Oculomotor aberrancy may affect the pupil, producing miosis with gaze in direction of oculomotor controlled muscles (adduction, supraduction, infraduction).

Pharmacologic pupil

The pharmacologically dilated pupil is larger than in most other causes of anisocoric mydriasis (often maximally dilated to 8-9 mm initially).

The pharmacologically dilated pupil fails to respond to light stimuli, near stimuli, or 1% pilocarpine solution; mechanical iris disruption can also account for such findings and can usually be distinguished with slit lamp examination looking for iris dysruption.

The remainder of the examination in pharmacoligic mydriasis (ie, motility, eyelids, fundus, trigeminal function) should be normal, except uncorrected near acuity (which is normalized with the use of a plus reading lens).

Instillation of atropine-like drugs may be either accidental or intentional, and potential sources of such exposure should be sought (eg, old eye drops in the house, exposure to medications such as inhalers [8] , exposure to toxic plants such as Datura [Angel's Trumpet] [9] ).


Mechanical damage to the iris muscle itself resulting from trauma, surgical intervention (eg, cataract extraction), iris synechiae (uveitis), iris ischemia, and iridocorneal endothelial syndrome may produce anisocoria.

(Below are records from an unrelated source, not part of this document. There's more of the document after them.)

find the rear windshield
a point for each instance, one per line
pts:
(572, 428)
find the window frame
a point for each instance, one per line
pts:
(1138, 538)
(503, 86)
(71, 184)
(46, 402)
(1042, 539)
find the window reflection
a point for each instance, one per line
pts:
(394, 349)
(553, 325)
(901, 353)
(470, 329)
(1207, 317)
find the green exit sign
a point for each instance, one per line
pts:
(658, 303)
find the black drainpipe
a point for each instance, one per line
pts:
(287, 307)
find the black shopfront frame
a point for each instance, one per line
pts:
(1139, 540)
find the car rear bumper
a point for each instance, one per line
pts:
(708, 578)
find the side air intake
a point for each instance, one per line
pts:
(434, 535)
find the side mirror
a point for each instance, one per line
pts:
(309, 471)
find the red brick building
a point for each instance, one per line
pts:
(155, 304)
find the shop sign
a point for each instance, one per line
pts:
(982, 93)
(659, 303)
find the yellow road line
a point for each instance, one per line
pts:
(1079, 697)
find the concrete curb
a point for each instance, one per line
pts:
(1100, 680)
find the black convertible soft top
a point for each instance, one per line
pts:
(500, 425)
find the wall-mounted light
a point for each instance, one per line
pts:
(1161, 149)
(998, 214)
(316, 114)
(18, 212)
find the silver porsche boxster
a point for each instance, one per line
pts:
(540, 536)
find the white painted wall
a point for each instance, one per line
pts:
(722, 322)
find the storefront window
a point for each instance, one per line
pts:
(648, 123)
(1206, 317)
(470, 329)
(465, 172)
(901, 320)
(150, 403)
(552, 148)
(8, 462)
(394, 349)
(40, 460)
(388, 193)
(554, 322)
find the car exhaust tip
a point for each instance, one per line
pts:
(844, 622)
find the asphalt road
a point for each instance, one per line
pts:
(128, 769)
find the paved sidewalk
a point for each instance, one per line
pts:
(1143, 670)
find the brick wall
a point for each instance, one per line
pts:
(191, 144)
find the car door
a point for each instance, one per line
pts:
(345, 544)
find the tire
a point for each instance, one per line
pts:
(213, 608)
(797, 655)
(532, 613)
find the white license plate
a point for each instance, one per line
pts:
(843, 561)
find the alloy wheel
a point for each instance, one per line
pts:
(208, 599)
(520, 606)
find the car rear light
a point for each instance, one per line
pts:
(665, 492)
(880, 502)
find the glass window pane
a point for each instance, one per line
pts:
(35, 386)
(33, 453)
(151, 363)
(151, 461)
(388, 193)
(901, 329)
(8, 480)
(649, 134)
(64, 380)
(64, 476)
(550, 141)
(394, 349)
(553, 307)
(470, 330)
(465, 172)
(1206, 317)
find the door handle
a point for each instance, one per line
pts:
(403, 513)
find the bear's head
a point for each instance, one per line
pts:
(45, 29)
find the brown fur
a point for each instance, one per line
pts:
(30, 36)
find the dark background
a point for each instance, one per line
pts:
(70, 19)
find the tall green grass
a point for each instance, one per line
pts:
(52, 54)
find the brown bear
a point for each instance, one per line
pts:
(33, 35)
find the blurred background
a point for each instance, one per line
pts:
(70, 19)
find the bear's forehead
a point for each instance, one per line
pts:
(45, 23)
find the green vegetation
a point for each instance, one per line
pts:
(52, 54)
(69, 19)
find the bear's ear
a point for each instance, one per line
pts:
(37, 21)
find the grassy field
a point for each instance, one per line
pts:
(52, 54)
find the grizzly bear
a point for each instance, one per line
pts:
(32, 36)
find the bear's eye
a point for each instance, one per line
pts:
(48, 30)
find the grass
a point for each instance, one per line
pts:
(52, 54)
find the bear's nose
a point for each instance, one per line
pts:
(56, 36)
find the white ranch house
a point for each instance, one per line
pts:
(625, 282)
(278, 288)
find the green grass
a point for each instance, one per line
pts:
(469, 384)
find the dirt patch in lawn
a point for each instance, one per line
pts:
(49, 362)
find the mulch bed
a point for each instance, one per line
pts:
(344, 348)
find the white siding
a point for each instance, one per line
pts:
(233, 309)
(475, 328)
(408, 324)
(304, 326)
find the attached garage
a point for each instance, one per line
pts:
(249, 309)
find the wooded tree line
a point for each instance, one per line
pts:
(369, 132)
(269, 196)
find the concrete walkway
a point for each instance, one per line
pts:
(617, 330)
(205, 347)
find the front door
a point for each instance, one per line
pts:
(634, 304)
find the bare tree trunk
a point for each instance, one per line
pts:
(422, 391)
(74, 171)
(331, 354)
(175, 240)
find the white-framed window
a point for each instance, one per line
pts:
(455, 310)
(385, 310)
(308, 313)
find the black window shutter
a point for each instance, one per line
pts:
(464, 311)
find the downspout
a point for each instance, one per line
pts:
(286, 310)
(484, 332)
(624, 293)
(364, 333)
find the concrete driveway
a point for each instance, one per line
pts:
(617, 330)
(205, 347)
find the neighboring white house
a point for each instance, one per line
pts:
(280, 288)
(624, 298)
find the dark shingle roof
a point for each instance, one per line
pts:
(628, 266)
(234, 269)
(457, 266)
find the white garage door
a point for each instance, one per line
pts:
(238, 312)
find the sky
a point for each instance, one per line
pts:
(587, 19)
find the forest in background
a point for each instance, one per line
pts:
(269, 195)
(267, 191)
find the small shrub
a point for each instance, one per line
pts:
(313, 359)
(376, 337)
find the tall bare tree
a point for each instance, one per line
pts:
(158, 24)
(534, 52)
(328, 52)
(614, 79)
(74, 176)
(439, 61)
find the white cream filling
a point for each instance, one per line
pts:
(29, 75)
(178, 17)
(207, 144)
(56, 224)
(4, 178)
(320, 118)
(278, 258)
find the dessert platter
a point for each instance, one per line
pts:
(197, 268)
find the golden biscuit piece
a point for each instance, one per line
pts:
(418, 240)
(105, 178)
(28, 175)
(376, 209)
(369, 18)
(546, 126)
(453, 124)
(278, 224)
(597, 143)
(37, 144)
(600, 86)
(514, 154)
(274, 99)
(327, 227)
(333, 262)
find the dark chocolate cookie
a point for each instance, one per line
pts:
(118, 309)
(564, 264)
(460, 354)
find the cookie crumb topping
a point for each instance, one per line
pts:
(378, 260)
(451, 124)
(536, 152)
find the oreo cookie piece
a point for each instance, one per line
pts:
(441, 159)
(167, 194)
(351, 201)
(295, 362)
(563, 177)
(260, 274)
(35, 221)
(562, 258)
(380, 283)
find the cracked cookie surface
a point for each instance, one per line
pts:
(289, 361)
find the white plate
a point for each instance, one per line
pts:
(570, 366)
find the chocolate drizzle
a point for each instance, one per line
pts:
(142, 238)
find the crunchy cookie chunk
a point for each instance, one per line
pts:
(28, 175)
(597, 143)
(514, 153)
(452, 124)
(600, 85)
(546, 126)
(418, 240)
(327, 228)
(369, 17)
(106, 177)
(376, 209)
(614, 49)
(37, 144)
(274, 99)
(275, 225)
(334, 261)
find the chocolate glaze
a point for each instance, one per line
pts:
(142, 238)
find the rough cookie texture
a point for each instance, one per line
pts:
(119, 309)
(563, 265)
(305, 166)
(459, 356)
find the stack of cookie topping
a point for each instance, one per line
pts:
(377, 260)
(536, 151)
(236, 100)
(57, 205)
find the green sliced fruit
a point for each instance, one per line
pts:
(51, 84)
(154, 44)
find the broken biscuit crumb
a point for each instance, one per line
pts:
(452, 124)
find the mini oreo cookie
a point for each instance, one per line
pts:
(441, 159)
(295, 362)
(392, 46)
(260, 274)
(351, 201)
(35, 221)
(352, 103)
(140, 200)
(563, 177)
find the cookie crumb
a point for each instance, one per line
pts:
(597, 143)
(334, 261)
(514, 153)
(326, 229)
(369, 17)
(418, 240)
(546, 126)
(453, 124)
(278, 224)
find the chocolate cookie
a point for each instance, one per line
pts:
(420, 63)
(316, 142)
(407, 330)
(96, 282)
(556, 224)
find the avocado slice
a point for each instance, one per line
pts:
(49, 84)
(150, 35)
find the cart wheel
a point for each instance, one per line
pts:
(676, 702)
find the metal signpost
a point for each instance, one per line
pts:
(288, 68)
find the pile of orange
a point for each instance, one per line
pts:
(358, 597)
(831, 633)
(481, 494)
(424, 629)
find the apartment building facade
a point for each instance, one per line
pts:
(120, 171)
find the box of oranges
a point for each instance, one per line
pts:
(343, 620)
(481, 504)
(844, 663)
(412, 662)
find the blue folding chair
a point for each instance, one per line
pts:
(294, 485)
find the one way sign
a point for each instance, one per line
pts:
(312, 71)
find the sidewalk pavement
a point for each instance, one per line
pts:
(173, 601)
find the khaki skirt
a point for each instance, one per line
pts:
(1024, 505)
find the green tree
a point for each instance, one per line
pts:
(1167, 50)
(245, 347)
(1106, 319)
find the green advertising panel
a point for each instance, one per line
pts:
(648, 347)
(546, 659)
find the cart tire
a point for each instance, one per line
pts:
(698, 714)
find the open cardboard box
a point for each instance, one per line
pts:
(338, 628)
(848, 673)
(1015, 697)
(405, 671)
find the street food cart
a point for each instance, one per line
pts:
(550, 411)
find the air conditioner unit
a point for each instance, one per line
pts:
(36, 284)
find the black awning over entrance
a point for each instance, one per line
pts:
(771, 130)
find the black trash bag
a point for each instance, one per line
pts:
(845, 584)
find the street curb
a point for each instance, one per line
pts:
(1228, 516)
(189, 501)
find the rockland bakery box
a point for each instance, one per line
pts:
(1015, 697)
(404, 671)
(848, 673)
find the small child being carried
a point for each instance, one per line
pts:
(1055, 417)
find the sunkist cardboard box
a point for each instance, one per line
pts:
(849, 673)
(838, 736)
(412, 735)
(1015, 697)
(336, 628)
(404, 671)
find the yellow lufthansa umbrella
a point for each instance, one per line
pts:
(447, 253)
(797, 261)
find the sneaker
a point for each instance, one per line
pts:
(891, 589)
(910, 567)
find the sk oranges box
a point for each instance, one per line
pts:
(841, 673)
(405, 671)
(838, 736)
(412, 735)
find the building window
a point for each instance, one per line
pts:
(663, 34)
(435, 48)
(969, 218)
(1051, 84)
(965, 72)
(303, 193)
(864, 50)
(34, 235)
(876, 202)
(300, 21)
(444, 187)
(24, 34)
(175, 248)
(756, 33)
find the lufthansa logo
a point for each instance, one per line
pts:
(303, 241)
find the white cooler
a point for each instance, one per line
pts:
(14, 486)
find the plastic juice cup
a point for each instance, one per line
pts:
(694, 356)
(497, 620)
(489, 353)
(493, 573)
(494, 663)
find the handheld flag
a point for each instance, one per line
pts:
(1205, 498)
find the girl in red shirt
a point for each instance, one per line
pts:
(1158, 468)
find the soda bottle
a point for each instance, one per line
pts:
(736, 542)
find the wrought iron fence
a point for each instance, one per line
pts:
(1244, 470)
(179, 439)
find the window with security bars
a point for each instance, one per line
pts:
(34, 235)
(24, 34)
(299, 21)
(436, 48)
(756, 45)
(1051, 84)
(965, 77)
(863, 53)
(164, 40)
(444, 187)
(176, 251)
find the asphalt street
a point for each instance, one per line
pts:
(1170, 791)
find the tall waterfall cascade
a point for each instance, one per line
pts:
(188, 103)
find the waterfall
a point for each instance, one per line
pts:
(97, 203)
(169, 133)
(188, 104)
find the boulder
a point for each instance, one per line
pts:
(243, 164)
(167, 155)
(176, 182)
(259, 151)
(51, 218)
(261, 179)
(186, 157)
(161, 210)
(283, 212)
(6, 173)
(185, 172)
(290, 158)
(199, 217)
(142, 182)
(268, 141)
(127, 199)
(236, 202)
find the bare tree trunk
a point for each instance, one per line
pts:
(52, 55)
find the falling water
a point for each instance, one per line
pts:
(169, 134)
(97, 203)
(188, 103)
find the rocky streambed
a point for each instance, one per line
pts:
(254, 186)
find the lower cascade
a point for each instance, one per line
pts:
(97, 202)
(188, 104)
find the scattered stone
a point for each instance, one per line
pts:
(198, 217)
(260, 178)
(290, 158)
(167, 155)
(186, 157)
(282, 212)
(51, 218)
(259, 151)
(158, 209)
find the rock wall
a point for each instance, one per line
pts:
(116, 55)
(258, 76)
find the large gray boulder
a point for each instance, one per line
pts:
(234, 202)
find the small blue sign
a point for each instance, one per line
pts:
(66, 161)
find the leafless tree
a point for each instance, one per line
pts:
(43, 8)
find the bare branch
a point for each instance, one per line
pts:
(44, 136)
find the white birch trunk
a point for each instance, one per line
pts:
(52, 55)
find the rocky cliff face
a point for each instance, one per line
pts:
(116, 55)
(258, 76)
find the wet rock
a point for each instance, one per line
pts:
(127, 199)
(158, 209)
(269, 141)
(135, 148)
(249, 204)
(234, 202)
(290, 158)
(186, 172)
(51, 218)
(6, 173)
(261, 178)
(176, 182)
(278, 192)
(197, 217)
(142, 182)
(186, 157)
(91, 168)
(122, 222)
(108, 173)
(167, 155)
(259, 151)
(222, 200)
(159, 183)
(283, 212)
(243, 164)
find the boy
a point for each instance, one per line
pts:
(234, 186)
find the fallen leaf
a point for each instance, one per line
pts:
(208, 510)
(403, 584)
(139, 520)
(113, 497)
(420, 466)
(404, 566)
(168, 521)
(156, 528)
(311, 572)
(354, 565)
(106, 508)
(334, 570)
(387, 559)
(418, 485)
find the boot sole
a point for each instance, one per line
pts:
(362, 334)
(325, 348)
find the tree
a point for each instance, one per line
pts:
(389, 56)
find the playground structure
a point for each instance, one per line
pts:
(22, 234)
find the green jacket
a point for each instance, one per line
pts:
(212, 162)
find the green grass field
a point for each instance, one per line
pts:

Acute angle closure is an important cause of mechanical iris dysfunction and poor pupil reactivity. An acute rise in intraocular pressure may cause the iris to mechanically occlude the trabecular meshwork (or drainage channels) in the anterior chamber’s angle. Acute presentation often includes pain, corneal edema, raised intraocular pressure, and a light-fixed midposition pupil. Angle-closure glaucoma is more frequent in hyperopes and certain races such as Asians and Inuits. The presentation may be confused with aneurysmal oculomotor nerve palsy owing to the pain and fixed pupil, but corneal edema and normal motility with angle closure help separate these entities. Treatment is directed at emergent lowering of intraocular pressure.

Slit-lamp examination, often a helpful diagnostic tool, demonstrates iris thinning or defects, or evidence of previous or current inflammation.

Tonic pupil

Adie tonic pupil responds poorly to light, but briskly and tonically to near stimulation (the pupil takes longer to redilate after this near-induced miosis). This condition constitutes one of the near-light dissociation syndromes. Other near-light dissociation syndromes include the following:

  • Autonomic neuropathies (eg, DM)

  • Severe afferent system damage

  • Aberrant regeneration CN3

  • Parinaud dorsal midbrain syndrome

  • Argyll Robertson pupils

Slit-lamp examination is helpful, often demonstrating iris sector palsy (only a portion of the iris reacts to light), vermiform iris movements (radially oriented iris movements or "purse-stringing"), and providing excellent magnification to observe near-light dissociation. The pupil may be supersensitive to weak (1/8-1/16%) pilocarpine solution, which will not constrict a normal pupil.

Transient anisocoria: This has been documented as an intermittent feature in several conditions. Most often, it reflects a benign condition and may be associated with migraine headache, especially if no other associated features are present, but it can represent transient parasympathetic or sympathetic dysfunction from other causes.

Autoimmune autonomic ganglionopathy is a rare cause of anisocoria.